De mémoire d’ancien en tout cas. Dans ce rôle, Michel Dewalle, 81 ans. Il est né au 52 de la route de Clairmarais et il y vit toujours. « Des crues, j’en ai connu, dit-il, mais je n’avais jamais eu d’eau chez moi. En 2002, l’eau avait frôlé l’habitation sans entrer. Le 11 novembre dernier, j’ai dû me battre sinon j’aurais eu 30 cm dans la maison. » Pour ça, l’ancien maraîcher a construit des batardeaux devant ses portes – deux planches calées par du sable – qui ont tenu bon… jusqu’à ce que l’eau ne trouve un autre chemin : « Elle s’est infiltrée par les fondations, j’ai eu 10 cm que j’ai pu sortir à l’aide de trois pompes : j’ai limité la casse« , relate l’octogénaire philosophe.

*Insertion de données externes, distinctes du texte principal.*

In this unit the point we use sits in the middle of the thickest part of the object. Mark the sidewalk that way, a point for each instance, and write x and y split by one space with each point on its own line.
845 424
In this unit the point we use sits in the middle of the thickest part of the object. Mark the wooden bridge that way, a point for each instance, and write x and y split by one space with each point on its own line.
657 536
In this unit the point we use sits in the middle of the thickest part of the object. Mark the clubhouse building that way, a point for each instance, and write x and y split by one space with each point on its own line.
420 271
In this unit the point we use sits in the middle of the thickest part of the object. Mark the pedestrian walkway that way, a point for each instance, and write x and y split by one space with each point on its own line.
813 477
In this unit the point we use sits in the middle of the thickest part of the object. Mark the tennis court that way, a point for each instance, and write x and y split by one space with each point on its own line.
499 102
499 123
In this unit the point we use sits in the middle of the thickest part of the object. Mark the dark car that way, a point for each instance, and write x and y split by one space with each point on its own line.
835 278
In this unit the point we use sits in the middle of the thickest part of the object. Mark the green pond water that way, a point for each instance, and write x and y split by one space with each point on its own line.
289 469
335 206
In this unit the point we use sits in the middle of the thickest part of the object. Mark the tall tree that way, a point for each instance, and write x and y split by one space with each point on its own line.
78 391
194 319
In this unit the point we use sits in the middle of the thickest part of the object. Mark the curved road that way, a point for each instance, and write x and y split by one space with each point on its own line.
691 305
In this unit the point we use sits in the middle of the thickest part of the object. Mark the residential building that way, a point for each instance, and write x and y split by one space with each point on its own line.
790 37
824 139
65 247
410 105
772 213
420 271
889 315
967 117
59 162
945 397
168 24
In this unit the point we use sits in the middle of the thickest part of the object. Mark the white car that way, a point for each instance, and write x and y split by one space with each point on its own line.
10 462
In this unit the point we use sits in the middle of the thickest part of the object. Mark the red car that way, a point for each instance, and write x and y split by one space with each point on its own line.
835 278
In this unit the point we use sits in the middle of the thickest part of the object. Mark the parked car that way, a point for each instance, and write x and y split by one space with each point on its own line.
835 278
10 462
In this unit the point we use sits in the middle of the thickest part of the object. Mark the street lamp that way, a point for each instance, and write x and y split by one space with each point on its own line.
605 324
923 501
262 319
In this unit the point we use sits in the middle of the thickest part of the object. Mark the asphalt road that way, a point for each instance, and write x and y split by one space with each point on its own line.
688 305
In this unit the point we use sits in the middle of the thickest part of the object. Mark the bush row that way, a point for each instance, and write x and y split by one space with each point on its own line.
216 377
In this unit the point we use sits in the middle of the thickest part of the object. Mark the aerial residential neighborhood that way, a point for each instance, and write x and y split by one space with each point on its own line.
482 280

En cet après-midi glacial du lundi 8 janvier, il porte des bottes, mais quelques heures plus tôt, ce sont les cuissardes qu’il fallait enfiler pour remonter le chemin Cordier juste derrière, qui mène au marais éponyme. Là, entre la trentaine de maisons et les parcelles en casier, l’eau se retire doucement. Trop doucement alors que les premières plaques de glace viennent enserrer les arbres et « transformer les jardins en patinoires » comme le formule Laetitia, dont la famille a intégré un mobile home au camping de Clairmarais à la fin de la semaine, le gîte qu’ils avaient loué en novembre étant occupé par d’autres sinistrés de la rue. Au milieu de son jardin, transformé en lac, Yohann observe, lui, un décor inédit : il a compté pas moins de sept cygnes barbotant par-dessus ce qui forme habituellement sa pelouse.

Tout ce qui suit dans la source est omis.